Processing datasets

Some of the datasets require special treatment or the download of extraction works only on Linux. These are described below in the Processsing requirements column. We also fixed labels in some datasets as described in the Dataset modifications column.

Dataset	Publication	Processing requirements	Dataset modifications
AAUZebrafish		Kaggle required
AerialCattle2017
AmvrakikosTurtles		Kaggle required
ATRW
BelugaID
BirdIndividualID		Manual download	Few images removed
CatIndividualImages		Kaggle required
CzechLynx	TBD	Kaggle required
Chicks4FreeID
CTai			Labels fixed
CZoo
CowDataset
Cows2021			Labels fixed
DogFaceNet
Drosophila			Few images removed
ELPephants		Manual download
FriesianCattle2015			Labels fixed
FriesianCattle2017
Giraffes		Only linux: downloading
GiraffeZebraID
HappyWhale		Kaggle required + terms	Species fixed
HumpbackWhaleID		Kaggle required + terms	Unknown animals renamed
HyenaID2022
IPanda50			Few image renamed
LeopardID2022			Unknown animals renamed
LionData
MacaqueFaces
MPDD
MultiCamCows2024
NDD20
NOAARightWhale		Kaggle required + terms
NyalaData
OpenCows2020
PolarBearVidID
PrimFace
ReunionTurtles		Kaggle required
SealID		Download with single use token
SeaStarReID2023
SeaTurtleID2022		Kaggle required
SMALST		Only linux: extracting
SouthernProvinceTurtles		Kaggle required
StripeSpotter		Only linux: extracting
WhaleSharkID
ZakynthosTurtles		Kaggle required
ZindiTurtleRecall

Manual download and extracting

Kaggle

Some datasets are stored on Kaggle. To use our automatic download method, follow the steps described in the Installation and Authentication sections.

AAUZebrafish

Kaggle requirements need to be satisfied.

AmvrakikosTurtles

Kaggle requirements need to be satisfied.

BirdIndividualID

The dataset is stored on Google drive but needs to be downloaded manually due to its size. After downloading it, place it into folder ``BirdIndividualID'' and run

datasets.BirdIndividualID.extract('data/BirdIndividualID')

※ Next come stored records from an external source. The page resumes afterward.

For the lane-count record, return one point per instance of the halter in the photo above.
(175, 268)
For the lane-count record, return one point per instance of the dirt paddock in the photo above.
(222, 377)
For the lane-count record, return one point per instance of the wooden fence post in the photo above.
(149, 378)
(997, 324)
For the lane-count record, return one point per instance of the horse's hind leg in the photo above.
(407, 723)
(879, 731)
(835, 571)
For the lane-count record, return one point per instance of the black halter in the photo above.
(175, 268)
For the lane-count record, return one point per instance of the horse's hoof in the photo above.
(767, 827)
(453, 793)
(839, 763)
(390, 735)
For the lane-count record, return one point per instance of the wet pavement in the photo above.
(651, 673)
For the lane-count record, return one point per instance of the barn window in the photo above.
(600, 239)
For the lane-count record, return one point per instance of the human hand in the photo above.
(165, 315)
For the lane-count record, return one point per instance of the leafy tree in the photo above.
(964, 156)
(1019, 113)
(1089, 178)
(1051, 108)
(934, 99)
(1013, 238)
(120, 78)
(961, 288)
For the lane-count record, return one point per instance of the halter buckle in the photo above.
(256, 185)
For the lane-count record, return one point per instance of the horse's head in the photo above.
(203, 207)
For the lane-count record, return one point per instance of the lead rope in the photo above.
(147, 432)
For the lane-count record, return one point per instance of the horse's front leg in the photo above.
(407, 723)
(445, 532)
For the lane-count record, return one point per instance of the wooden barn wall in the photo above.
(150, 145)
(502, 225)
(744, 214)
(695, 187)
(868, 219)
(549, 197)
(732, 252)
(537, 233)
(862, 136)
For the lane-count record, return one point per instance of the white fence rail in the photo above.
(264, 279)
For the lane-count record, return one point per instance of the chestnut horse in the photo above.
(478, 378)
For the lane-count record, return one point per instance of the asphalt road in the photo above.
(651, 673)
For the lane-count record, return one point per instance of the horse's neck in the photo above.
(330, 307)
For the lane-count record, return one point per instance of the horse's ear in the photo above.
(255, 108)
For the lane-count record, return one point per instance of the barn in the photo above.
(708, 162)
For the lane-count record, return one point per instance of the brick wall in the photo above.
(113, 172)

to extract it. Do not extract it manually because there is some postprocessing involved.

CatIndividualImages

Kaggle requirements need to be satisfied.

CzechLynx

Kaggle requirements need to be satisfied.

ELPephants

The dataset is stored privately and needs to acknowledge license terms before downloading. After doing so, extract it manually or run

datasets.ELPephants.extract('data/ELPephants')

Giraffes

Downloading works only on Linux. Download it manually from the FTP server by using some client such as FileZilla.

HappyWhale

Kaggle requirements need to be satisfied. Also you need to go to the competition website, the Data tab and agree with terms.

HumpbackWhale

Kaggle requirements need to be satisfied. Also you need to go to the competition website, the Data tab and agree with terms.

IPanda50

IPanda50 may fail to download files because of Google Drive quotas. If this happens, download three zip files manually as described in this Github repository. Then either extract them manually or run

datasets.IPanda50.extract('data/IPanda50')

NOAARightWhale

Kaggle requirements need to be satisfied. Also you need to go to the competition website, the Data tab and agree with terms.

ReunionTurtles

Kaggle requirements need to be satisfied.

SealID

SealID requires a one-time token for download. Please go their download website, click the Data tab, then three dots next to the Download button and copy the URL link. Then use

url = '' # Paste the URL here
datasets.SealID.get_data('data/SealID', url=url)

SeaTurtleID2022

Kaggle requirements need to be satisfied.

SMALST

Extracting works only on Linux. Use

datasets.SMALST.download('data/SMALST')

to download the dataset and then extract it manually.

SouthernProvinceTurtles

Kaggle requirements need to be satisfied.

StripeSpotter

Extracting works only on Linux. Use

datasets.StripeSpotter.download('data/StripeSpotter')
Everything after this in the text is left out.